Create and run clustering jobs

  • Create: Click New Cluster, select collections, pick vector or attribute clustering, and configure algorithm params. API: Create Cluster.
  • Execute: Run real-time clustering on the Engine or submit as a job for async processing. API: Execute Clustering and Submit Job.
  • Inspect: Review centroids, metrics, and members if saved. Download artifacts like parquet paths under Artifacts. API: Get Artifacts.
  • List/Get/Delete: Manage clustering configurations and results. API: List, Get, Delete.
  • Stream data: Browse cluster centroids and members directly. API: Stream Data.
  • Apply enrichment: Attach cluster labels back to a source or target collection at scale.

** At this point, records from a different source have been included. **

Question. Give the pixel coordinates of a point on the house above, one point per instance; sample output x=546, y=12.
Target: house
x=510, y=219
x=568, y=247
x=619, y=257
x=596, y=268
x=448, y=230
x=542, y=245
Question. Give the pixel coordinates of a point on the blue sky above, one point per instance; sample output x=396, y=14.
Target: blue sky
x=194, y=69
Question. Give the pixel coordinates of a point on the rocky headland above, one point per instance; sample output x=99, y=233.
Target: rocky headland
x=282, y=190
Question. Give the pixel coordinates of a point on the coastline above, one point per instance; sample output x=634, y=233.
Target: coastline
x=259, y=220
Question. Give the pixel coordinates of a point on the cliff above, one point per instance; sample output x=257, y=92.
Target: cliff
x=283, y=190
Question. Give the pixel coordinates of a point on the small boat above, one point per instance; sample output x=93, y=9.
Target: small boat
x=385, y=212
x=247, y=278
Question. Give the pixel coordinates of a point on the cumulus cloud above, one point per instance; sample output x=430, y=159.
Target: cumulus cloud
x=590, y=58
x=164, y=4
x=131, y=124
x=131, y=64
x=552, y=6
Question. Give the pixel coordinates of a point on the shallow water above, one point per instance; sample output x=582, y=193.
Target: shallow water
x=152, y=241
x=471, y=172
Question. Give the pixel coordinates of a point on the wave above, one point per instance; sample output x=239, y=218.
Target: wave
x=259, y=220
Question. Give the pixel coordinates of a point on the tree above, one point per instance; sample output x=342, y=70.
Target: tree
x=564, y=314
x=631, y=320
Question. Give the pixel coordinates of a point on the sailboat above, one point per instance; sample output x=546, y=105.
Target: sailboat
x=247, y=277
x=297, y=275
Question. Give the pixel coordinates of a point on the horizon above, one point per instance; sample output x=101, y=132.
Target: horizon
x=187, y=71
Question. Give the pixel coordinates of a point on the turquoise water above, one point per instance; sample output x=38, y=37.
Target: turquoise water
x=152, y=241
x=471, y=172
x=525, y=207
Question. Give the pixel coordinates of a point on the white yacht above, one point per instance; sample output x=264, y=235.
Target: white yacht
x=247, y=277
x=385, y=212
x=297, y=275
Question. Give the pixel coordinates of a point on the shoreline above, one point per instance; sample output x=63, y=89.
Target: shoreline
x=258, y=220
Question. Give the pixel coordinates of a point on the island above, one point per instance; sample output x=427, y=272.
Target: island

API: Apply Enrichment.

Tips

  • Start with a sample size to validate parameters before full runs.
  • Use LLM labeling for human-friendly labels when vectors are dense and unlabeled.
1

Create a cluster job

Choose collections and configure algorithm parameters; optionally set dimensionality reduction.
2

Execute or submit

Run in real-time or submit as an asynchronous job and track via Tasks.
3

Inspect and enrich

Review centroids and metrics, then apply enrichment back to collections if desired.
Artifacts such as parquet paths allow downstream analytics and reproducible exploration.